A federal appeals court has ruled that a small Florida dairy farm can refer to skim milk as “skim milk.”
The ruling is a victory for the Ocheesee Creamery, which was fighting a Florida state law that requires the creamery’s skim milk be labeled “imitation” because it does not contain added vitamins.
The all-natural dairy farm located in Calhoun County, Fla., sells a number of milk products, including skim milk, which is milk that has had its fat and naturally present vitamin A removed. Labeling and selling the milk as “skim milk” violated a state law that demands the vitamin A lost in the skimming process be replaced by additives.
According to court documents, the new ruling overturns a decision last March in which a federal judge sided with Florida’s demands that if the dairy farm wanted to sell its skim milk without added vitamin A, it had to label it as “imitation” skim milk — a demand that did not align with the creamery’s mission, which centers on selling all-natural products. Ocheesee Creamery opted to throw away thousands of gallons of skim milk rather than label it as an “imitation” product, the Associated Press reported.

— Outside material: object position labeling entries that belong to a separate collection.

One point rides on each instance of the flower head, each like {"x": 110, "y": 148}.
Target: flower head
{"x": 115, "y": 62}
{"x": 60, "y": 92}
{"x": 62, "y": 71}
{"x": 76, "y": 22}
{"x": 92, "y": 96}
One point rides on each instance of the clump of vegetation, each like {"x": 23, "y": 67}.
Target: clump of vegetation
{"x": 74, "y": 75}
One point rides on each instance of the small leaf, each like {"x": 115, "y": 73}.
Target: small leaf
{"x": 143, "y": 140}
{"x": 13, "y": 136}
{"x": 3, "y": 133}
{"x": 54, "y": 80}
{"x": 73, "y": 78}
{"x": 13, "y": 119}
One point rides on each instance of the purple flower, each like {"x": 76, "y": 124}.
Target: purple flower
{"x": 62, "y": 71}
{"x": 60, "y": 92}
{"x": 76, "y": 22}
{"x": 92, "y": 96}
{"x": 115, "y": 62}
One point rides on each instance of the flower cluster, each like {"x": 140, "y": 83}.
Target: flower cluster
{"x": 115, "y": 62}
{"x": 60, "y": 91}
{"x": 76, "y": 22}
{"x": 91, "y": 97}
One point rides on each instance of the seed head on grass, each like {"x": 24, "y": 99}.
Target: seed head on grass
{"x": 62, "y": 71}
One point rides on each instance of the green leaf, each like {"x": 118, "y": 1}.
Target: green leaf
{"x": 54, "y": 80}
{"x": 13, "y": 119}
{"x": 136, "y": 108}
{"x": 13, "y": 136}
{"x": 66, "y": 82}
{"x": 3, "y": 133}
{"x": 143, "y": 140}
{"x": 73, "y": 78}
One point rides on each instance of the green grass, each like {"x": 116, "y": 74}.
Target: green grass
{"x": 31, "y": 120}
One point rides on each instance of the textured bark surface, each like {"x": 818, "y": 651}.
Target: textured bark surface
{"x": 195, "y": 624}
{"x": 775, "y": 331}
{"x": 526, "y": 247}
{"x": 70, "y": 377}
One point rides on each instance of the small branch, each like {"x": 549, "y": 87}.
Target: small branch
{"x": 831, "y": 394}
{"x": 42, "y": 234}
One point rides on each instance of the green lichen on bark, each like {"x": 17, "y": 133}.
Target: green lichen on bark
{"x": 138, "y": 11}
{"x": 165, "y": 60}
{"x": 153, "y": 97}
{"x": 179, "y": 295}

Judges in the ruling wrote that Florida “was unable to show that forbidding the Creamery from using the term ‘skim milk’ was reasonable and not more extensive than necessary to serve its interest.”
“It disregard[s] far less restrictive and more precise means — for example, allowing skim milk to be called what it is and merely requiring a disclosure that it lacks vitamin A,” the three-judge panel wrote in the ruling.